Loading and Closing a Memory-Mapped Array
Once you have a memory-mapped array, you can access small segments of a large file on disk, without reading the entire file into memory:
# Open the existing memory-mapped array
filename = 'data.dat' # Use the same filename as when creating the memory-mapped array
shape = (1000, 1000) # Shape of the array (1000 rows, 1000 columns)
dtype = np.float32 # Data type of the array (32-bit floating point)
mode = 'r+' # Open the file for both reading and writing
new_mmap = np.memmap(filename, dtype=dtype, mode=mode, shape=shape)
print(new_mmap)
# Close the memory-mapped array
del mm_array # This closes the memory-mapped array and deallocates resources
Accessing and Manipulating Memory-Mapped Arrays
Memory-mapped arrays are accessed and manipulated like regular NumPy arrays.
# Accessing elements
print("First Element:", mm_array[0, 0])
# Modifying elements
mm_array[0, 0] = 10.0
print("Modified Element:", mm_array[0, 0])

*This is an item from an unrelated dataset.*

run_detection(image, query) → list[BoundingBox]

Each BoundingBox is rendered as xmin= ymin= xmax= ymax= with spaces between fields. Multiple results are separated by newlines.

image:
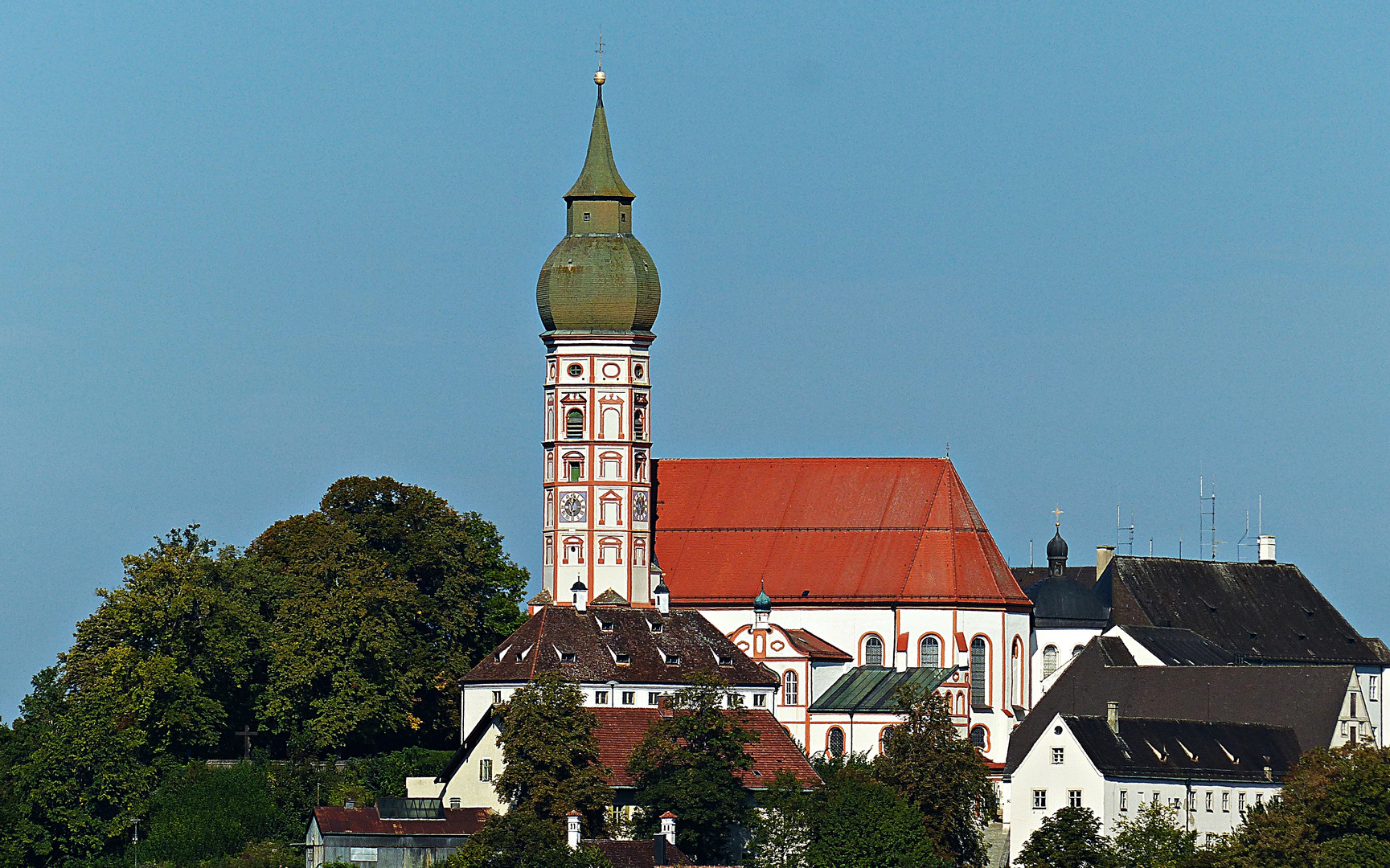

Advantages of Memory Mapping
Memory mapping provides several advantages:
-
Efficiency: Memory mapping allows you to work with large datasets that don't fit into memory, as only parts of the file are loaded into memory as needed.
-
Speed: It can be faster to read and write data directly from disk rather than loading it into memory, especially for larger datasets.
-
Shared Memory: Memory-mapped files can also be used as a shared data source between multiple processes.
Practical Use Cases:
-
Image Processing: Memory mapping is useful for processing large image datasets without loading the entire dataset into memory.
-
Data Analysis: You can efficiently analyze large datasets, like time series or financial data, that don't fit in memory.
-
Machine Learning: Memory mapping enables you to process large training datasets for machine learning models.